Penyanyi asal Los Angeles, MARINA, yang sebelumnya dikenal dengan nama Marina and the Diamonds, resmi mengumumkan album keenamnya berjudul “PRINCESS OF POWER”, yang akan dirilis pada 6 Juni 2025. Sebagai bagian dari album barunya, MARINA merilis single ketiga berjudul ‘CUNTISSIMO’ pada 10 April 2025. Lagu baru ini merupakan anthem techno-pop yang membahas tentang pengambilan kembali kekuatan dan jati diri perempuan yang dilengkapi dengan video musik garapan sutradara Olivia de Camps. Ia juga membawakan lagu ini secara langsung di festival Coachella Valley Music and Arts Festival pada 11 April 2025.
Shaboozey dan Myles Smith menyatukan kekuatan mereka dalam anthem folk-country uplifting bertajuk ‘Blink Twice’. Irama gitar akustik, tepuk tangan, dan ketukan drum menjadikan lagu ini penuh energi dan menggugah semangat. Dirilis pasca dominasi Shaboozey lewat ‘A Bar Song (Tipsy)’, lagu ini juga memperlihatkan sisi lain Myles Smith yang baru saja menangkan Brit Rising Star Award. Lagu ini dirilis pada 11 April.

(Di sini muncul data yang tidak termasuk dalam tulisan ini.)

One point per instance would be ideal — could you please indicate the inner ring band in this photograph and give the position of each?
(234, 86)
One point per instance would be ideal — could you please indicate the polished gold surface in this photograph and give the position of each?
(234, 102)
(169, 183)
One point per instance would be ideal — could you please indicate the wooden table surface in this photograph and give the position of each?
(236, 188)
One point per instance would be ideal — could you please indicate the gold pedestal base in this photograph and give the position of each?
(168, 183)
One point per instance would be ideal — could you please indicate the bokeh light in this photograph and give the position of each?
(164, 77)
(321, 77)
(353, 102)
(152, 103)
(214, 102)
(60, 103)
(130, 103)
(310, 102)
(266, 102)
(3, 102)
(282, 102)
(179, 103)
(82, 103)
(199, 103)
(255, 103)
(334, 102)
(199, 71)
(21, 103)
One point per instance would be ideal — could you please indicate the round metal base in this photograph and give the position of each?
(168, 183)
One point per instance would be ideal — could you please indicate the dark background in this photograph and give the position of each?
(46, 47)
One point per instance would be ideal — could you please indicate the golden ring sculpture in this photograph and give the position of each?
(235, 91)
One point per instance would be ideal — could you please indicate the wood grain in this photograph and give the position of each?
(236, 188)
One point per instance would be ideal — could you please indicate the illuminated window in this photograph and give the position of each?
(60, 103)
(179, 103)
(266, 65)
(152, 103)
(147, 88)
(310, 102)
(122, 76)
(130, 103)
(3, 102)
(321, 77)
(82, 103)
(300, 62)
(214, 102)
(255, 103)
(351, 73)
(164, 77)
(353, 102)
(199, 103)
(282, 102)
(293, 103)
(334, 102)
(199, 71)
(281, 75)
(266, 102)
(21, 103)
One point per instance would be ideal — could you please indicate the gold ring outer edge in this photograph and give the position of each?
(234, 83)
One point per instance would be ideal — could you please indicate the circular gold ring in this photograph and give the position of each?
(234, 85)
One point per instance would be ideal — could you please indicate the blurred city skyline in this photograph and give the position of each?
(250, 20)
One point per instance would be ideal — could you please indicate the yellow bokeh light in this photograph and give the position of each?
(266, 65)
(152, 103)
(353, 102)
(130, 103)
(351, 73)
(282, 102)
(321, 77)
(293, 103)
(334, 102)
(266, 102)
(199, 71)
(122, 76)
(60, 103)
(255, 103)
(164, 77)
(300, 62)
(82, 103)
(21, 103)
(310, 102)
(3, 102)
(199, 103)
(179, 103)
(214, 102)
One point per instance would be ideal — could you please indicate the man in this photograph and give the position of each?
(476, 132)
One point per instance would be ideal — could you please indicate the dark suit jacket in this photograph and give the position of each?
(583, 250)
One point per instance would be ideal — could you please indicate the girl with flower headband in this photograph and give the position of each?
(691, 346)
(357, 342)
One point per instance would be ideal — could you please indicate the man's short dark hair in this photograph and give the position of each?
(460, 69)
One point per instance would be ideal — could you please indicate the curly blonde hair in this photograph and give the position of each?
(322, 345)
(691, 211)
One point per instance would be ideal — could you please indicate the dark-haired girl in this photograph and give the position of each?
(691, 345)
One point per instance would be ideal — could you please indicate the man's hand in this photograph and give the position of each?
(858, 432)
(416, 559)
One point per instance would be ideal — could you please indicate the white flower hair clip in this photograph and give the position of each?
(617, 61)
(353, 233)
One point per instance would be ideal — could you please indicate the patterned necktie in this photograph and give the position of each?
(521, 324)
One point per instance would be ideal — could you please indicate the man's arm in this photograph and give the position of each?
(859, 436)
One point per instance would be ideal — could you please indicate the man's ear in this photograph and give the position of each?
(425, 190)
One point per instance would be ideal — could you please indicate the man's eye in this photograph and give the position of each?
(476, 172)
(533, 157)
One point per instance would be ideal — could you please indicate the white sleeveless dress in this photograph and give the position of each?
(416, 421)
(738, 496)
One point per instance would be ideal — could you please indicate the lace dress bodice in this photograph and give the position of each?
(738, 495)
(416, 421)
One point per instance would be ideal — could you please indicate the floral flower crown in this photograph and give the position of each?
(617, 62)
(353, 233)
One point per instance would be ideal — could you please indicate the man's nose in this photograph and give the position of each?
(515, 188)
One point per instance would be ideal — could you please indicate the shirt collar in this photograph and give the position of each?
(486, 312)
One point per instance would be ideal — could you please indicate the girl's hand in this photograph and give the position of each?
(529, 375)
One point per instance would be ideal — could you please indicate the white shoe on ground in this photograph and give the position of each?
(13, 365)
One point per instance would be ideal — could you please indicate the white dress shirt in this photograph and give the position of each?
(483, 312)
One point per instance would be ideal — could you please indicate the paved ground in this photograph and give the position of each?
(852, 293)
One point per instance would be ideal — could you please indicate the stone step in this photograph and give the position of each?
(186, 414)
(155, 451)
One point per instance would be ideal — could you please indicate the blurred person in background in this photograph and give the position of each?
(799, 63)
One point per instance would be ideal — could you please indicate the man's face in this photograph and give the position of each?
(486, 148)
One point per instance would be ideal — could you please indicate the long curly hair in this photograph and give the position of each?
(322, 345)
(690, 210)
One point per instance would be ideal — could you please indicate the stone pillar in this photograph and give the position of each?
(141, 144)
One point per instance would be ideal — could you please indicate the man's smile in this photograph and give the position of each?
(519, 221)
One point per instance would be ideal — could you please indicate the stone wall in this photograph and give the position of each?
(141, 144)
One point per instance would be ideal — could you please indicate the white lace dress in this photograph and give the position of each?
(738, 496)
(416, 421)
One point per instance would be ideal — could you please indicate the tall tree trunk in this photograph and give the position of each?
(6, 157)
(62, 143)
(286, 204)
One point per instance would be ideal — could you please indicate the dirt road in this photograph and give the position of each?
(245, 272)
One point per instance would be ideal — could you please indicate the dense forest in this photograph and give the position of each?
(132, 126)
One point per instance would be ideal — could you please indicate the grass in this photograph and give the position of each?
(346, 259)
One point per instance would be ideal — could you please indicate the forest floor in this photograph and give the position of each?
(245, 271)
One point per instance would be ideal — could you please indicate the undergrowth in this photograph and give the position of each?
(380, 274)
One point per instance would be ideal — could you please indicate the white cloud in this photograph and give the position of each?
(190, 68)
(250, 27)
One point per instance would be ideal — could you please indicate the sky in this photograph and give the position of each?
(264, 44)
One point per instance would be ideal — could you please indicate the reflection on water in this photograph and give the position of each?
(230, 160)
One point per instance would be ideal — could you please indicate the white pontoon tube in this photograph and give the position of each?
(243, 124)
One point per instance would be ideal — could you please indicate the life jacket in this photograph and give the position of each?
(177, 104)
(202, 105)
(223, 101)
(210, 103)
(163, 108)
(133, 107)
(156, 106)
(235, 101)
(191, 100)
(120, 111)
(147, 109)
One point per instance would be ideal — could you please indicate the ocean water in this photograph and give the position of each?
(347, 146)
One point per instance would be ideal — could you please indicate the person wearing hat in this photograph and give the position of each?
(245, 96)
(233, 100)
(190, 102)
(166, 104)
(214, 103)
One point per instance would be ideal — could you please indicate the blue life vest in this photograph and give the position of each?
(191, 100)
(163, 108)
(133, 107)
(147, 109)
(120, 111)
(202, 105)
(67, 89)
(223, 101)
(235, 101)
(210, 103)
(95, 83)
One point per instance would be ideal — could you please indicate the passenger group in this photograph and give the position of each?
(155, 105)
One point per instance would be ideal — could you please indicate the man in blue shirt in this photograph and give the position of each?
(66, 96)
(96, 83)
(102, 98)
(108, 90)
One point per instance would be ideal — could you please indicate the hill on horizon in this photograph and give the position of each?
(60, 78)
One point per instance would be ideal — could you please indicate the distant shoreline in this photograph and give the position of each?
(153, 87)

Lana Del Rey menyapa era barunya lewat ‘Henry, Come On’, single pembuka dari album country mendatangnya. Lagu ini hadir dalam balutan akustik melankolis dan narasi personal tentang hubungan yang mulai merapuh. Diproduseri oleh Dean Reid, Drew Erickson, dan Luke Laird, Lana tampil dalam nuansa baru yang lembut dan reflektif. Lagu ini dirilis pada 11 April.
Dean Lewis merilis lagu patah hati terbarunya yang berjudul ‘I Hate That It’s True’, menampilkan vokal emosional dengan produksi balada pop minimalis. Lagu ini berkisah tentang sulitnya menerima kenyataan dalam perpisahan, namun tetap terasa intim dan relatable. Lirik yang jujur serta sound khas Dean kembali jadi kekuatan utama di lagu ini. Lagu ini dirilis pada 10 April.
Green Day hadir mengejutkan lewat rilisan baru ‘Smash It Like Belushi’ sebagai bagian dari deluxe edition album “Saviors”. Lagu ini eksplosif, liar, dan sarat nostalgia akan energi punk era awal mereka. Rilisan ini memperkenalkan 5 lagu baru jelang perayaan 30 tahun “Dookie” dan 20 tahun “American Idiot”. Lagu ini dirilis pada 9 April.
Calum Hood debut solo dengan lagu penuh emosi ‘Don’t Forget You Love Me’, menandai babak baru dalam kariernya di luar 5 Seconds of Summer. Lagu ini membawa nuansa 80-an yang gelap dan reflektif, mengangkat kisah personal soal cinta dan penyesalan. Ia juga mengumumkan album solo perdananya akan rilis Juni mendatang. Lagu ini dirilis pada 10 April.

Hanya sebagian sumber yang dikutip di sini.